The startup recently completed a new funding round of hundreds of millions of yuan, led by top-tier industrial capital with follow-on investments from existing funds and other leading investment institutions. A subsequent round is also underway. The funds will be used for core technology R&D, team expansion, and global market entry.
Junaopanshi's team is uniquely positioned. In addition to Zhu Senhua's deep background in AI and brain science, co-founder Liu Jinyu brings productization and global business experience, having led multiple AI robotics product lines from zero to one. The core team includes graduates from Tsinghua, Peking University, Fudan, and the Chinese Academy of Sciences, with experience at Huawei, Lenovo, Megvii, and Geek+.

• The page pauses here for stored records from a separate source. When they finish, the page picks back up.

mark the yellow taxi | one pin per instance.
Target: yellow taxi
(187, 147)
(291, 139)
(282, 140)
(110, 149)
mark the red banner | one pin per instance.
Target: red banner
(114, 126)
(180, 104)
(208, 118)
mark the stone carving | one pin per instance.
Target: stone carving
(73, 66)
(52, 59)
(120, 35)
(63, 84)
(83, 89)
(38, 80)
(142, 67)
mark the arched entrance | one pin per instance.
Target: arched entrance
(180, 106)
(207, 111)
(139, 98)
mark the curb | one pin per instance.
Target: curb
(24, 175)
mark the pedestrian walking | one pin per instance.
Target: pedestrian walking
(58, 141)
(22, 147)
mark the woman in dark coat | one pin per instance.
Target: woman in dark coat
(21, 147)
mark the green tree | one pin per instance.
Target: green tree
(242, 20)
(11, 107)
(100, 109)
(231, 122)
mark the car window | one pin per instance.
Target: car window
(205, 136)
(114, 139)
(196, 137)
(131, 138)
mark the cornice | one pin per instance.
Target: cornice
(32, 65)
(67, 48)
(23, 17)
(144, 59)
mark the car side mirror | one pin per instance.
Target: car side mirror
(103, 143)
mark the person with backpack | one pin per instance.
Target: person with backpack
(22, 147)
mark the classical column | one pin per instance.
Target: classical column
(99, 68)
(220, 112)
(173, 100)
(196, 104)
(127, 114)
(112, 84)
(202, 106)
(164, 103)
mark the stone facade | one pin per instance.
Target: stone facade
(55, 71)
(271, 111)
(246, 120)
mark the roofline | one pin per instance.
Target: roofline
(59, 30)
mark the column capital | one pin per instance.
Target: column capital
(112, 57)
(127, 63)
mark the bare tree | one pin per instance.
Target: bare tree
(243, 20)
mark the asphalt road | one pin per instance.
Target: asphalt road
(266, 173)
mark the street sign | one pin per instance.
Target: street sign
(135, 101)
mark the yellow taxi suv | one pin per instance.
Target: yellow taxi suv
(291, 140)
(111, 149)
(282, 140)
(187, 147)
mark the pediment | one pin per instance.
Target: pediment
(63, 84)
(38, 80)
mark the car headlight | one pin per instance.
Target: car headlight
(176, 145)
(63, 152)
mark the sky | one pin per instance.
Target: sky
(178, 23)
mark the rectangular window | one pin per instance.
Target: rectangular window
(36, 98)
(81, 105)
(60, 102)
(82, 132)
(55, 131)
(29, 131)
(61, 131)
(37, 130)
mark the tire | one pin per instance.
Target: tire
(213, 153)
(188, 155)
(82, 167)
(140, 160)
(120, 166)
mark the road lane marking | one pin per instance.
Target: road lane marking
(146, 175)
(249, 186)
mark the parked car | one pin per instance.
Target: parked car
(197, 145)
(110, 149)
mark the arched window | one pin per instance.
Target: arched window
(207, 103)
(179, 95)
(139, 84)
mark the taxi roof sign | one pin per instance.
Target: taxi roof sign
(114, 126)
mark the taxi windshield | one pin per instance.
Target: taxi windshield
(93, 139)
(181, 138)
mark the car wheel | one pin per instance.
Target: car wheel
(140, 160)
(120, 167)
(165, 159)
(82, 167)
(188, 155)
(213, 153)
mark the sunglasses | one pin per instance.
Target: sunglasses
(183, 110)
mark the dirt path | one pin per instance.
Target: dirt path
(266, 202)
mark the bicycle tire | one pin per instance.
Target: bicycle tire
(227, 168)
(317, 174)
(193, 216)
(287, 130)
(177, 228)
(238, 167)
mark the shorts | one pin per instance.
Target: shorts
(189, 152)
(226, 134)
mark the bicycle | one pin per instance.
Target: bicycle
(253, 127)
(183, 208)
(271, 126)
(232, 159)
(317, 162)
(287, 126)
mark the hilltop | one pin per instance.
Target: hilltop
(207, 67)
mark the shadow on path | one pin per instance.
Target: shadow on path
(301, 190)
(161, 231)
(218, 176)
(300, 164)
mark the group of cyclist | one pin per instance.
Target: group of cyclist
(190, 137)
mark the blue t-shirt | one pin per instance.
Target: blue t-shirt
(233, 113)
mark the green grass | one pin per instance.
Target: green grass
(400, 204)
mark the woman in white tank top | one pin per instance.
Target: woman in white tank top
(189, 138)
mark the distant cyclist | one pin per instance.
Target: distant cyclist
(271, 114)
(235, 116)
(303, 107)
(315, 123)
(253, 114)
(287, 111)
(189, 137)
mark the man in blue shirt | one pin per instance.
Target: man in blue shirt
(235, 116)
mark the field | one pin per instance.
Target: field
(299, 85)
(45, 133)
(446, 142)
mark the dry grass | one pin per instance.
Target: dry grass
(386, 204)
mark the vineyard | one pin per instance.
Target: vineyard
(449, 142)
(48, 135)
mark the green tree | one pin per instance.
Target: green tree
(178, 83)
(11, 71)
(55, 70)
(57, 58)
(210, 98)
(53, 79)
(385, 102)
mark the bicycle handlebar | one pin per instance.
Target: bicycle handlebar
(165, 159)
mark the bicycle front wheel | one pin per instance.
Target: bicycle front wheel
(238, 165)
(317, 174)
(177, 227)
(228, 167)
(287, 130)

On the commercialization front, the company is taking a pragmatic approach. Rather than waiting for a fully mature general-purpose robot brain, it is focusing on reusable modules such as embodied skill learning, cognitive mapping for navigation, and multi-robot collaboration. These modules can generate revenue and data in real-world scenarios, funding further R&D. Junaopanshi is already conducting PoCs with multiple industry customers both domestically and internationally.
The ultimate goal is to achieve "one brain, multiple robots, multiple forms" — a single cognitive world model adaptable to different robot embodiments. In the short term, this means multi-robot coordination; in the medium term, a unified model for various hardware; and in the long term, an open general-purpose embodied brain model for the industry. The key test for Junaopanshi now is to make the Cognitive World Model work in real robotic tasks, a challenge that could define the next era of embodied AI.